Verteidiger sieht nur Totschlag durch Unterlassen

Von Sandra Dassler

Frankfurt (Oder) - Der vorletzte Verhandlungstag im Prozess um die neun toten Babys beginnt turbulent. Ein Zuschauer – wohl militanter Abtreibungsgegner – beschimpft das Landgericht als „heuchlerisch“: „Wer kümmert sich um die Tausende von Kindern, die jedes Jahr im Mutterleib getötet werden?“ Der kräftige Mann muss von mehreren Beamten aus dem Saal gebracht werden. „Sabine, besorg’ Dir schon mal ’ne Bibel“ ruft er der 40-jährigen Frau auf der Anklagebank zu.

Die nimmt es gelassen. Doch nachdem die Staatsanwältin Anette Bargenda ihr Plädoyer beendet hat, ist ihr der Schock deutlich anzusehen. Ihre Schwester im Zuschauersaal schluchzt fassungslos in ihr Taschentuch, ein früherer Lebensgefährte der Angeklagten sackt regelrecht in sich zusammen. Für viele überraschend fordert die Staatsanwältin eine lebenslange Freiheitsstrafe für Sabine H. – wegen achtfachen Mordes an ihren zwischen 1992 und 1998 geborenen Kindern.
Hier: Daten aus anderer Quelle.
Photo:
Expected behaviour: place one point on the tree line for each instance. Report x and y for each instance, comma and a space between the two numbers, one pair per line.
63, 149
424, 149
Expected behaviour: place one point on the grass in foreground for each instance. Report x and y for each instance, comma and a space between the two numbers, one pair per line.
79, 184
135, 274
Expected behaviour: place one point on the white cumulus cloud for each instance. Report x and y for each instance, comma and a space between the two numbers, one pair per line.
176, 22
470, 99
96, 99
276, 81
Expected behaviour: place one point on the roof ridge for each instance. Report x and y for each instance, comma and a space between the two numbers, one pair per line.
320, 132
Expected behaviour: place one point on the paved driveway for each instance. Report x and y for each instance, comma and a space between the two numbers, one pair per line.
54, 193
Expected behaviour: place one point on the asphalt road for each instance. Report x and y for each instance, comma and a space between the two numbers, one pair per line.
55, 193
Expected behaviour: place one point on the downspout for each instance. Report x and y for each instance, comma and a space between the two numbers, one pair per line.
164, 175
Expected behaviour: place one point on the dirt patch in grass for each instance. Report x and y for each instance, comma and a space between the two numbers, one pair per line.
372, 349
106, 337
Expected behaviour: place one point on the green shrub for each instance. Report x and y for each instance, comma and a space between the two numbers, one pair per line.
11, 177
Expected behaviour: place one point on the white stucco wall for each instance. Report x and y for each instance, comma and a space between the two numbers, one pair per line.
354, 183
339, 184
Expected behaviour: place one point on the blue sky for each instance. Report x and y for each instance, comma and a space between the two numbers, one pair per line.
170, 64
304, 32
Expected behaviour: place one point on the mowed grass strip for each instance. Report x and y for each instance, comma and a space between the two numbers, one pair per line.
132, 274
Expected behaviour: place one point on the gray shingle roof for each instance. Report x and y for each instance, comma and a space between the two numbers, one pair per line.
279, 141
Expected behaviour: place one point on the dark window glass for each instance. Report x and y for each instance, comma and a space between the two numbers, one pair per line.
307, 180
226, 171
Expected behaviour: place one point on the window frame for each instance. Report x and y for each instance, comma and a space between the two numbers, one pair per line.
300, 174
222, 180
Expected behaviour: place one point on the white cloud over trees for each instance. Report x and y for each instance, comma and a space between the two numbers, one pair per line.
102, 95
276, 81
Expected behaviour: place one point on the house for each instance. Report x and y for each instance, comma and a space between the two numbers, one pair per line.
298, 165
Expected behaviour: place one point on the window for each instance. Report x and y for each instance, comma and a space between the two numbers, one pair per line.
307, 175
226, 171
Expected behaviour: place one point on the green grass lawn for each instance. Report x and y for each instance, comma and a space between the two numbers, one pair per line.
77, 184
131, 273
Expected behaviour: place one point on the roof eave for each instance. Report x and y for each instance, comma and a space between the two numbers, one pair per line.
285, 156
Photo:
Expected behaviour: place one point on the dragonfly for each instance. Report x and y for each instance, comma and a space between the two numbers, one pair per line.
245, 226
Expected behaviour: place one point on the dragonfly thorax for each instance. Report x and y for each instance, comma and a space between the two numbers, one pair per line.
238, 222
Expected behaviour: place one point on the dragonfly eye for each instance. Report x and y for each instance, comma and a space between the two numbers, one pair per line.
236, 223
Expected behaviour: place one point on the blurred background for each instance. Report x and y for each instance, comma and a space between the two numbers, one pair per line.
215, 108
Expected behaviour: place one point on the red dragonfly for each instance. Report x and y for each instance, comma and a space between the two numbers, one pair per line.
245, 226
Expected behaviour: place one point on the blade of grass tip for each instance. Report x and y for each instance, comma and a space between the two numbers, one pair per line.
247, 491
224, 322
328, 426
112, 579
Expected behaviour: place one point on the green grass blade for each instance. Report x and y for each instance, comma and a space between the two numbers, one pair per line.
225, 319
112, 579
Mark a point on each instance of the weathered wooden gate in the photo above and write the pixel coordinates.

Die Anklagevertreterin sieht es als erwiesen an, dass Sabine H. die Taten beging, um die jeweils vorangegangenen Tötungen von Neugeborenen zu verdecken. Deshalb müsse man auch den Fall von 1988 mit einbeziehen, der eigentlich verjährt ist. Damals hatte Sabine H. nach eigenen Angaben bei der polizeilichen Vernehmung ihr viertes Kind heimlich auf der Toilette zur Welt gebracht. Weil ihr Ehemann nach den drei 1984, 1985 und 1986 geborenen Kindern kein weiteres Baby haben wollte, verschwieg sie ihm die Schwangerschaft. Das Kind sei nach der Geburt offenbar in der Toilette ertrunken, erzählte Sabine H. dem Vernehmungsbeamten. Sie sei in Ohnmacht gefallen und als sie erwachte, habe sie das bereits tote Kind in ein Handtuch gewickelt und es später in einem Pflanzgefäß auf dem Balkon vergraben.

Insgesamt neun Babyleichen waren im vergangenen Sommer auf dem Grundstück der Eltern von Sabine H. in Brieskow-Finkenheerd gefunden worden. Sie lagen in zu Pflanz- und Blumengefäßen umfunktionierten Aquarien, Eimern und in einer Kinderbadewanne. Eines der Babys müsse zwischenzeitlich in einer Tiefkühltruhe aufbewahrt worden sein, folgerte die Staatsanwältin gestern aus den Aussagen von Sachverständigen.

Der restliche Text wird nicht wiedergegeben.